Bio

Gideon Mann is the Head of Data Science at Bloomberg L.P., where he guides the strategic direction for machine learning, natural language processing (NLP) and search across the company. He is part of the leadership team for the Office of the CTO. His team works on the company-wide data science platform, natural language question answering, and deep learning text processing, among other products. He is a founding member of both the Data for Good Exchange, an annual conference on data science applications for social good, and the Shift Commission on Work, Workers and Technology.

He has also been active in academic research in fact extraction, weakly-supervised learning, and distributed optimization. Recently, he has also been interested in applications of machine learning to problems in software engineering. From 2007 to 2014, he worked at Google Research in New York City, and his team built core internal machine learning libraries, released the Google Prediction API, and developed coLaboratory, a collaborative iPython application. This followed a short post-doc at UMass-Amherst working on problems in weakly supervised machine learning.

Mann graduated Brown University in 1999 and received a Ph.D. from The Johns Hopkins University in 2006, where his focus was natural language processing with a dissertation on multi-document fact extraction and fusion.
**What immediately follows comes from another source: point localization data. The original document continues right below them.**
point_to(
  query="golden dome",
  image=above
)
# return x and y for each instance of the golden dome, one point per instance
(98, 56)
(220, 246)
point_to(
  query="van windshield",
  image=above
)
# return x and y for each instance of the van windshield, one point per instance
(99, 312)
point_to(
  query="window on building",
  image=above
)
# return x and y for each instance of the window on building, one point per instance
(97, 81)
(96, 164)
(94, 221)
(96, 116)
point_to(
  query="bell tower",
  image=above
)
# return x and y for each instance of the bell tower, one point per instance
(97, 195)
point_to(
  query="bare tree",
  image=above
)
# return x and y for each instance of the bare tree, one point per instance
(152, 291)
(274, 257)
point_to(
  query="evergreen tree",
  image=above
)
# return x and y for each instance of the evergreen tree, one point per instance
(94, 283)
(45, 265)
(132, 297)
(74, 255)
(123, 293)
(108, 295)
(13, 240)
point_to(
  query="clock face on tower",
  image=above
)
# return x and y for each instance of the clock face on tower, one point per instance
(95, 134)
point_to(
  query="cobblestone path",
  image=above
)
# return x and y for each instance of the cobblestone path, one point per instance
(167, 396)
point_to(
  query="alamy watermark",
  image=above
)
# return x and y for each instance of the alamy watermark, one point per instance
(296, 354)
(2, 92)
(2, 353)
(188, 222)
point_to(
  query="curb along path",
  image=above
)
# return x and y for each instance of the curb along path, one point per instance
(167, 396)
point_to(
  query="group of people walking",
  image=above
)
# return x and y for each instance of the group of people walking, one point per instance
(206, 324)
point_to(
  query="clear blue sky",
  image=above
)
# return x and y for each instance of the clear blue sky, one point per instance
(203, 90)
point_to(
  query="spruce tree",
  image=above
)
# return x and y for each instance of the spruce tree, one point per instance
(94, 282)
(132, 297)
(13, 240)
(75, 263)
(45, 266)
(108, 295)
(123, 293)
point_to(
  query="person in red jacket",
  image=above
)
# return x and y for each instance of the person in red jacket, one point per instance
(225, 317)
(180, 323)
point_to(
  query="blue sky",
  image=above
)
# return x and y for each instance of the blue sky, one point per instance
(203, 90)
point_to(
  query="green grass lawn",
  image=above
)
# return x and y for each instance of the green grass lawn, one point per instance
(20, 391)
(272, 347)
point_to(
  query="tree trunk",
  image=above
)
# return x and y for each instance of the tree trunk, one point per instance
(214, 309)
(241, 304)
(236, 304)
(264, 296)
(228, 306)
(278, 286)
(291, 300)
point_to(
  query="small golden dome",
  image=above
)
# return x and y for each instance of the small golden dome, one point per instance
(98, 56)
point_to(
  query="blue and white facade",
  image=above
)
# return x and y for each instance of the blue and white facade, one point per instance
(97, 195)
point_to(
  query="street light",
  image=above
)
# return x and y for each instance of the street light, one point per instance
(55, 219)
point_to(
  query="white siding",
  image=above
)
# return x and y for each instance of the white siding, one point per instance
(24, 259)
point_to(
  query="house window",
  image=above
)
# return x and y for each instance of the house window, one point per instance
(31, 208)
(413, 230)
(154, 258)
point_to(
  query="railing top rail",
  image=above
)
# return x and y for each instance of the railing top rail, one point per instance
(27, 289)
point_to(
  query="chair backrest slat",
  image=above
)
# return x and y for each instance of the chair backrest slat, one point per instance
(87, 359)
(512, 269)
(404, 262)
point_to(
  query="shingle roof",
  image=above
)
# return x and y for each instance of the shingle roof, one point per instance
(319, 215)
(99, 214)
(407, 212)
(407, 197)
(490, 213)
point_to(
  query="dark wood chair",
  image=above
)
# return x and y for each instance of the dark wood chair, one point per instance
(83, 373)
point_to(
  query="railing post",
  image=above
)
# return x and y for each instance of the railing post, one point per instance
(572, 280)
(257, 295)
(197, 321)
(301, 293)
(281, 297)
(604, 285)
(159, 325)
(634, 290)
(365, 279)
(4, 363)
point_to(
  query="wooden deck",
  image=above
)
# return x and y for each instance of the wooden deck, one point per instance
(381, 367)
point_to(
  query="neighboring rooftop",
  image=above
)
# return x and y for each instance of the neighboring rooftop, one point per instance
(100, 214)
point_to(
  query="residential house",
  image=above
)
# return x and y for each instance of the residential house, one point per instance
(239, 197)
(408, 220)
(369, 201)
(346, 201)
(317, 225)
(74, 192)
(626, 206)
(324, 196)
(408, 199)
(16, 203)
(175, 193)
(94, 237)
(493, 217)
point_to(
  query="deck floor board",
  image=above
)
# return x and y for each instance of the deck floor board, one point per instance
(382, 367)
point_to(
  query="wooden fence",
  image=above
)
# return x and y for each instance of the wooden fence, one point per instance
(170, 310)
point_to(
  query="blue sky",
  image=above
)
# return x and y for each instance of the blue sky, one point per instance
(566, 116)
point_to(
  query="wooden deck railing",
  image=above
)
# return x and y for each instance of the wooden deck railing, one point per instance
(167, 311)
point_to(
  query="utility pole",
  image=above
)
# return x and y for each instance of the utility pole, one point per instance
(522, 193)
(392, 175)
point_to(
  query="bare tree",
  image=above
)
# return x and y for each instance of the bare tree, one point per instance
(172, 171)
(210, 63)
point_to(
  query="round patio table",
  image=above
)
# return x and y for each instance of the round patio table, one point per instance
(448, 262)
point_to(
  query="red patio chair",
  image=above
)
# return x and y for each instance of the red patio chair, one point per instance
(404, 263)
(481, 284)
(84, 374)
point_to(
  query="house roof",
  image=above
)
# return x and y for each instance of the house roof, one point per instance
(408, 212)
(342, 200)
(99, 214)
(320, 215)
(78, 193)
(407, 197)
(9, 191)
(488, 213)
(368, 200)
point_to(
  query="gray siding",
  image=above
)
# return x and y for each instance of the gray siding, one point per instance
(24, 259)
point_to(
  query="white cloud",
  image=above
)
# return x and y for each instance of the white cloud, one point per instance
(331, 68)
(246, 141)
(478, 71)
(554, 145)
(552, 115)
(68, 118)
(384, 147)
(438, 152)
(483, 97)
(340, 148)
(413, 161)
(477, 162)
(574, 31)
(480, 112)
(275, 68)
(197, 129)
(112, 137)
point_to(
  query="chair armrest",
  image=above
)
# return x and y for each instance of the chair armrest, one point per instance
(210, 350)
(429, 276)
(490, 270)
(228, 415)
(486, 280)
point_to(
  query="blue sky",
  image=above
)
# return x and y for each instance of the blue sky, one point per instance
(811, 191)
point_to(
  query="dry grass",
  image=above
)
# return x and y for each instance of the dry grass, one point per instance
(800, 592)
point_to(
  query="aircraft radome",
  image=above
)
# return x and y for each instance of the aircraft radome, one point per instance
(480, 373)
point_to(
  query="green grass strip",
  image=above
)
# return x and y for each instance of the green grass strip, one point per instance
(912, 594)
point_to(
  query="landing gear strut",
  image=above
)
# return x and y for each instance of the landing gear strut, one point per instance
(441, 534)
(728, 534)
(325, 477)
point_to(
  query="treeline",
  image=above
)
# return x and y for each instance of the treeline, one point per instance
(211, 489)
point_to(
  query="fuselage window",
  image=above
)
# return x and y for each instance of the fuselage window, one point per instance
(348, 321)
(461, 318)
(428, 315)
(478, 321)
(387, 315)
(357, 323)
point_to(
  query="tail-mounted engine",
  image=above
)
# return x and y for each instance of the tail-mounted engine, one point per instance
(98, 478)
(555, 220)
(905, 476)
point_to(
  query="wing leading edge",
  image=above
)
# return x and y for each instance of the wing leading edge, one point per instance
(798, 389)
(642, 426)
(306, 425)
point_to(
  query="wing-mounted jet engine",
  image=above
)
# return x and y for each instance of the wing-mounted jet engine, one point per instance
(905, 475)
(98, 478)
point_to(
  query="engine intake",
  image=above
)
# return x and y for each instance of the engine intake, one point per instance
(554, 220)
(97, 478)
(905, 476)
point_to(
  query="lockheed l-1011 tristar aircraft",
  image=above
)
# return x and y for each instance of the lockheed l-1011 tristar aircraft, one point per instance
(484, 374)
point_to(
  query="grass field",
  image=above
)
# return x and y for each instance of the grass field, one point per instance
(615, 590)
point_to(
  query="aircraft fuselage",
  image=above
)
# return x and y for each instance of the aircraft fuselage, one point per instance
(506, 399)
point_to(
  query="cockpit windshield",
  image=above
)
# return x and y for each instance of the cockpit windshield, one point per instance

Keynote: Information in Context: Financial Conversations and News Flows

Financial information is the lifeblood of financial decision-making, and in the case of textual information requires significant work to uncover. At Bloomberg, we are applying machine learning techniques to extract information automatically from recovered sources in our effort to make sense of the massive volume of text available on the Bloomberg Terminal every day. Part of our current frontier of work is not only extracting facts from individual sentences, but beginning to understand the larger context of streams of text. The first part of the talk focuses on conversations, where the structure of the conversation itself can be used to glean insight. The second part of the talk deals with less structured news flows, where summarization and salience can aid understanding of large news flows. Together, these two problems illustrate how deep understanding can lead to better products.